6 Inv. no. 856; panel, 67 x 80 cm. Behrens 1961, pp. 163 and 165, reproduced fig. 122.
7 Inv. no. L24; panel, 66.5 x 79.5 cm. Behrens 1961, pp. 162-3, reproduced fig. 122.
8 R. Behrens, ‘Der Göttinger Barfüsseraltar: Ein Beitrag zur Geschichte der niedersächsischen Malerei des frühen 15. Jahrhunderts, diss. Göttingen 1937, Bonn 1939, pp. 77–78. Behrens ascribed the panels to the immediate workshop of the Göttingen Barefoot Master.
9 Inv. no. 763; tempera on panel, gold ground. 305 x 787 (open) cm. See M. Wilson, Niedersächsisches Landesmuseum Hannover Landesgalerie. Die deutschen und niederländischen Gemälde bis 1550, Hanover 1992, pp. 102–12, no. 32, reproduced figs 36a–36n.
10 Behrens initially regarded the Stuttgart and Hamburg panels as a product of the workshop of the Master of the Barefoot altars before later fully attributing the whole group to his hand, while Stange (1967) regarded all these works generically as the work of a Master from the School of Lower Saxony.
11 Panel, 90 x 110 cm.; wings 81 x 49 cm. Stange 1967, p. 233, no. 766, and R. Behrens, ‘Der Altar in Offensen’, in Niederdeutsche Beiträge zur Kunstgeschichte, vol. I, 1965, pp. 89–100, reproduced figs 65 and 66. See also Hartwieg 2010, pp. 244–56.
12 Dendrochronological analysis of the Hamburg and Münster panels undertaken by Peter Klein in 2000, supports this dating. Both panels are made from timber from the Harz foothills in Lower Saxony, with an earliest felling date of c. 1403, and a likely usage date of around 1415. See Hartwieg 2010, pp. 106–218 for a full technical analysis of the Göttingen Barefoot Altar, and pp. 238–43 for the Hildesheim Magdalen Altar.

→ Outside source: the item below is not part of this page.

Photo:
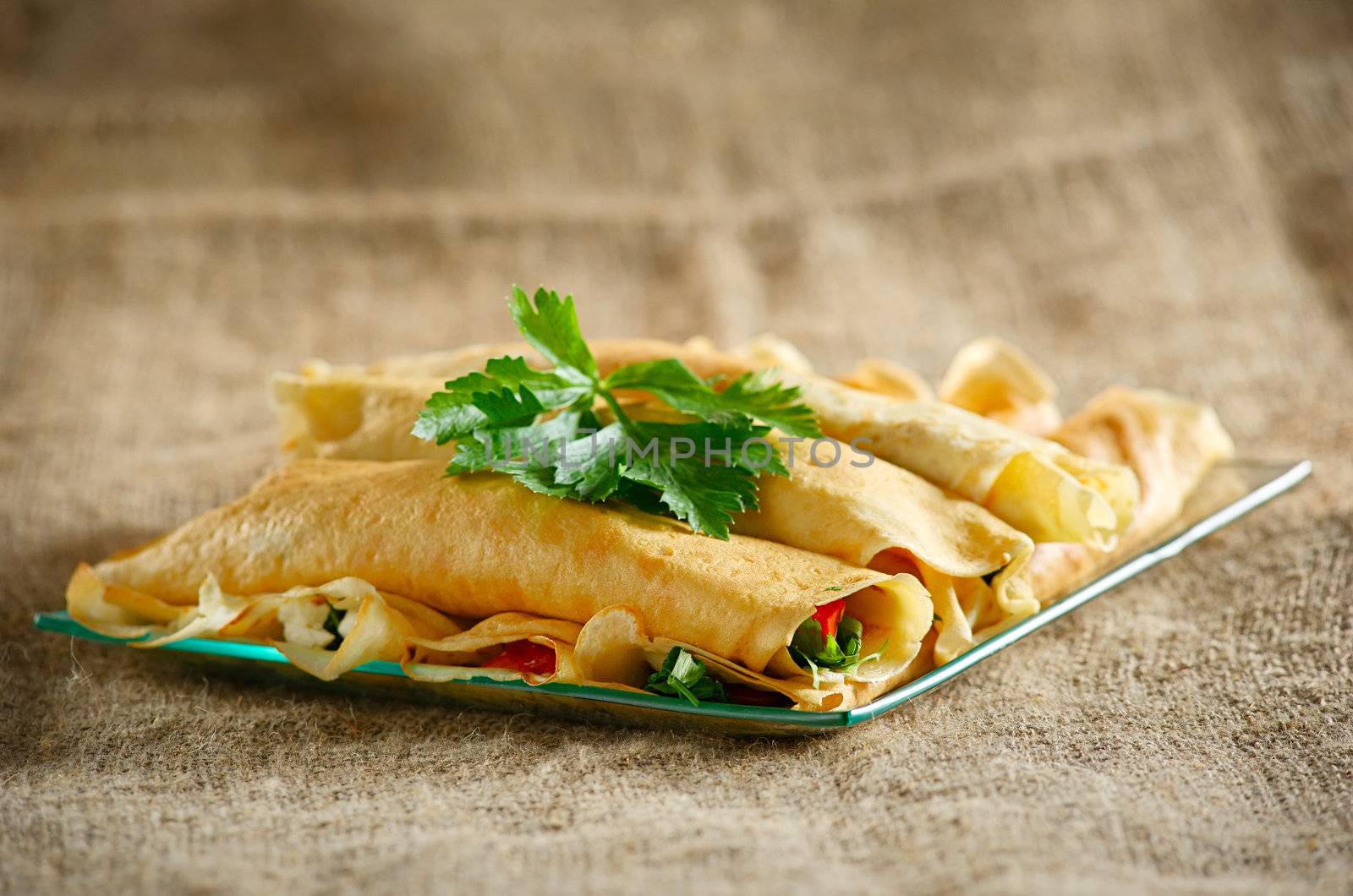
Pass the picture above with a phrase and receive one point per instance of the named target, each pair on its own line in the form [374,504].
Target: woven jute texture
[195,194]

13 Behrens 1961, p. 167. See A. Stange, Deutsche Malerei der Gotik, vol. II, Berlin 1926, p. 145, reproduced fig. 187 (part). The Last Supper is one of six panels from an altar depicting the Life of Christ.
14 Behrens 1961, p. 163 f. lists an entry in the Monastery archives from the late 17th century which records the restoration of the altarpiece: ‘Anno 1466 Altar summum in Templo Monasterii s. Maria Magdalena dicatum est s. Hermagore, Bernwardii, Godehardi – anno 1694 renovatum est tabulatam’. Dombibliothek Hildesheim, Hs 361a, f. 63. The date of 1466 is probably a misreading of 1416.
15 Behrens suggested that the retable was removed from the monastery church during this period of renovation. Marx speculates that the panels may have been acquired by the von Haxthausen family as early as the very late 18th century, but given the family’s lack of a specific connection with Hildesheim and Moritz von Haxthausen’s later predilection for early German panels this does not seem especially likely.